As a brief follow up to my post on upper-middle-class families in modern television and film, I’d like to respond to this comment by Sam MacDonald:
Yes. If we could only go back to my childhood, when there were accurate, realistic portrayals of the American middle class, such as the Jeffersons, Silver Spoons, Dallas, Dynasty, Falcon Crest, Diff’Rent Strokes, Soap, Knot’s Landing, etc. Even better were the really accurate shows from the 50s. Remember that episode of Leave it to Beaver when Ward and Wally went to the ballpark to toss battteries at the Jewish guy?
But seriously… I suppose you could point out a few shows from that era that did offer something more realistic (All in the Family, I suppose) but I think I could find current examples as well. Isn’t there that show with the fat people? Mike and Molly? I think the main dude is a cop. There was King of Queens. Lots of stuff on CMT, I think, like reruns of that Reba show. Maybe the problem isn’t television, but the choices you make when you hit the remote?
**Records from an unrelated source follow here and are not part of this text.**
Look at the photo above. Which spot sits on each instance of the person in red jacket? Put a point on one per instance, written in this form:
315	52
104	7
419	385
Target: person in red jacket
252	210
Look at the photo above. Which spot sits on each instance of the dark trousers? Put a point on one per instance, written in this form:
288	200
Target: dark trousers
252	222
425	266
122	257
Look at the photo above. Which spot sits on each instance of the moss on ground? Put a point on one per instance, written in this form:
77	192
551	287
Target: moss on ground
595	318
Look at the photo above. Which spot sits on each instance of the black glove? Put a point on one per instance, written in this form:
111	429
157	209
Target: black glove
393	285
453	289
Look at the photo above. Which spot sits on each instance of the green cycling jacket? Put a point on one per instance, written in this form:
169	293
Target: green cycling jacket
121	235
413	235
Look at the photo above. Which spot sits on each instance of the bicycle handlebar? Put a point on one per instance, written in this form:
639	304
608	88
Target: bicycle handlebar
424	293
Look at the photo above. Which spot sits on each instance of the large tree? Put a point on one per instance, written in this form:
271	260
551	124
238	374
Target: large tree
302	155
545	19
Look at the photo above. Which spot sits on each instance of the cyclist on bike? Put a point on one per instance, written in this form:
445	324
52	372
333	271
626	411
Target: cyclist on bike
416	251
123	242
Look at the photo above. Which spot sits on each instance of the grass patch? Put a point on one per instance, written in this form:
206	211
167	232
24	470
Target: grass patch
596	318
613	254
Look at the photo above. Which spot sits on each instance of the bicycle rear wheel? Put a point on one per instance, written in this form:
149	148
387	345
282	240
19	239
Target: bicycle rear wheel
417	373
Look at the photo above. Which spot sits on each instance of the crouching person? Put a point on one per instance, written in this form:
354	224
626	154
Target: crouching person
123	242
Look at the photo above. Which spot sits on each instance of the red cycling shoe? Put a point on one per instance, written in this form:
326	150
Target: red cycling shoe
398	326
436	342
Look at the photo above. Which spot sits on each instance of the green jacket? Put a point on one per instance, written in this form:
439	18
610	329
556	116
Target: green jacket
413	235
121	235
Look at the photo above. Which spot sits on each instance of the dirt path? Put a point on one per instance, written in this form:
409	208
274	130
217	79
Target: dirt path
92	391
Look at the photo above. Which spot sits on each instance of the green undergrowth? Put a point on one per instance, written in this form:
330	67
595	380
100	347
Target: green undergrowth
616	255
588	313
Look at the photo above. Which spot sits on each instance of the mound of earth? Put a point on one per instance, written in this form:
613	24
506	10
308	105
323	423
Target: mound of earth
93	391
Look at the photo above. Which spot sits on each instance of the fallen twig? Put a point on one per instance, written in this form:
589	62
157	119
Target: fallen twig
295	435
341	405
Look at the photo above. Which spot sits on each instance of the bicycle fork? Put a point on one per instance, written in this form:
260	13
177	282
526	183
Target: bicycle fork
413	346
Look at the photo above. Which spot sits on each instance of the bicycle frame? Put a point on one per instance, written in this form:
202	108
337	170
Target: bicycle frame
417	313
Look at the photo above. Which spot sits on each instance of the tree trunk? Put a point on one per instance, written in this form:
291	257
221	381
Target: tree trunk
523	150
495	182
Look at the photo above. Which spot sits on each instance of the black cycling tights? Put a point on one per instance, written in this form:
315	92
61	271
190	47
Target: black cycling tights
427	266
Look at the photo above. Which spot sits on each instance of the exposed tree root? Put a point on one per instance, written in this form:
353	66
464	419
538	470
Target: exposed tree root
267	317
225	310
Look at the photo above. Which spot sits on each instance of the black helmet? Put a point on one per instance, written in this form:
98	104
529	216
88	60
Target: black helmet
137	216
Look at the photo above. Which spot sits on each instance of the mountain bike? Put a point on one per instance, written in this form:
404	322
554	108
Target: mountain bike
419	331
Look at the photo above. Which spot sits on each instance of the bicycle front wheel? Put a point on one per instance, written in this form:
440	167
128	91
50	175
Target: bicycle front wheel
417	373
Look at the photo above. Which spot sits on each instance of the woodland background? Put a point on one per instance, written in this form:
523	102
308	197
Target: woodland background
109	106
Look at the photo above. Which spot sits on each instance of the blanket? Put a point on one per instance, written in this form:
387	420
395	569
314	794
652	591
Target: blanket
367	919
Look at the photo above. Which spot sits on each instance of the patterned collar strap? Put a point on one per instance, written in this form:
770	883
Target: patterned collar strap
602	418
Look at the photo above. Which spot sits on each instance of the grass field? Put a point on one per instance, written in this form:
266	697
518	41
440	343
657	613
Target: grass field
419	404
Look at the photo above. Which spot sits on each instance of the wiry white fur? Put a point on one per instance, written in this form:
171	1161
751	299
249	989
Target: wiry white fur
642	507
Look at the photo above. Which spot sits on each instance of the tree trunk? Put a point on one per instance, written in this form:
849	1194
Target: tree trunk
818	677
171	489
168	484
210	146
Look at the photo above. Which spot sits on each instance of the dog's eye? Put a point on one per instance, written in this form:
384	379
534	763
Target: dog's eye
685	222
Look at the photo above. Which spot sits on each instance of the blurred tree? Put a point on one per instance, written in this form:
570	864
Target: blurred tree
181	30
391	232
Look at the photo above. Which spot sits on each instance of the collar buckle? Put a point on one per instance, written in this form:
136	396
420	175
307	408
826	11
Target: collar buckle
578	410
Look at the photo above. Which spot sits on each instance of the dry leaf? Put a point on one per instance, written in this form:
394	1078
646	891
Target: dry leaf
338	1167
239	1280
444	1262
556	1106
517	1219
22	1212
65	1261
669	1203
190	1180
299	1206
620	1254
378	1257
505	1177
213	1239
I presume you COULD watch Reba reruns if a more “real America” portrayal is what you were after.
What I am getting at is… what makes you think that things are worse? Just a hunch?
Well, I don’t think things are “worse” first of all. As far as I’ve concerned we’re in a golden age of television. Between some of the really excellent comedies, most of Lost, and the HBO pantheon, we have some of the best TV ever made. The point I was making is simply that overall the portrayal of ‘normal’ families seems to be of pretty rich families. Maybe it’s always been this way, and I just never noticed. Certainly there have been awfully slanted portrayals of normal people throughout the history of television and film. It just seems as though things have been…sterilized in a way in recent years.
But that doesn’t really bother me that much. Shows like Modern Family are still some of the funniest most entertaining shows I’ve ever watched. I’m not nostalgic for some other golden age of television and film. I think we’re in one.